The Great Adventure.
I pop the CD into my player, and it doesn’t come out for another month. It is constantly on repeat. It was a birthday gift from a good friend. He knew that I had been listening to a loaned dcTalk cassette tape and thought that I would enjoy a new album by another Christian artist. It turns out that Steven Curtis Chapman turns into my favorite Christian artist.
I enjoy the music, but the lyrics compel me. I have gone to church for years and I believe in God, but he speaks of a faith that is lived everyday. He sings of a Savior that changed him completely. There is a peace and a passion evident throughout the album, and I long for it.
I don’t remember where it happened or exactly when. I can’t pinpoint an exact “salvation date.” I didn’t drop to my knees and confess all my sins at once and invite Jesus into my heart. But gradually, slowly, I started to let the message of these songs melt my heart a little. I felt myself soften and noticed I was praying more. Before I knew it, Jesus was Savior of my life. I found myself wanting to live for Him. All of my actions were held accountable to Him.

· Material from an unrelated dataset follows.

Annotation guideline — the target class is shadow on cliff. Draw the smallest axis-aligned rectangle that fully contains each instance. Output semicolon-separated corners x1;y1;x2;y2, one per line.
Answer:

I don’t think I’m exaggerating when I say that Christian music saved my life. God could have reached through to me some other way, but He chose to do it through music. I’m thankful that He did.
Contemporary Christian music used to be the only thing I listened to. I cleared out all secular albums and tuned my car radio to the Christian station 24/7. Every song spoke directly to me. I could play name that tune and win every time.
Now, I rarely listen to it. The music seems trite and the lyrics contrived. There are a few Christian artists that I still respect and enjoy, and though I don’t listen to him much anymore, Steven Curtis Chapman is still one of my favorites. But on a whole, Christian radio just seems so unoriginal.
So I wonder… is it just me that’s changed or is it the music that’s changed? It may be due to a bit of burn-out, or changes in musical preference on my part. I also believe that this music is becoming unoriginal. Much of today’s Christian music lacks originality and passion. It’s like there’s this formula that all Christian musicians have to follow. Where’s the fun in that?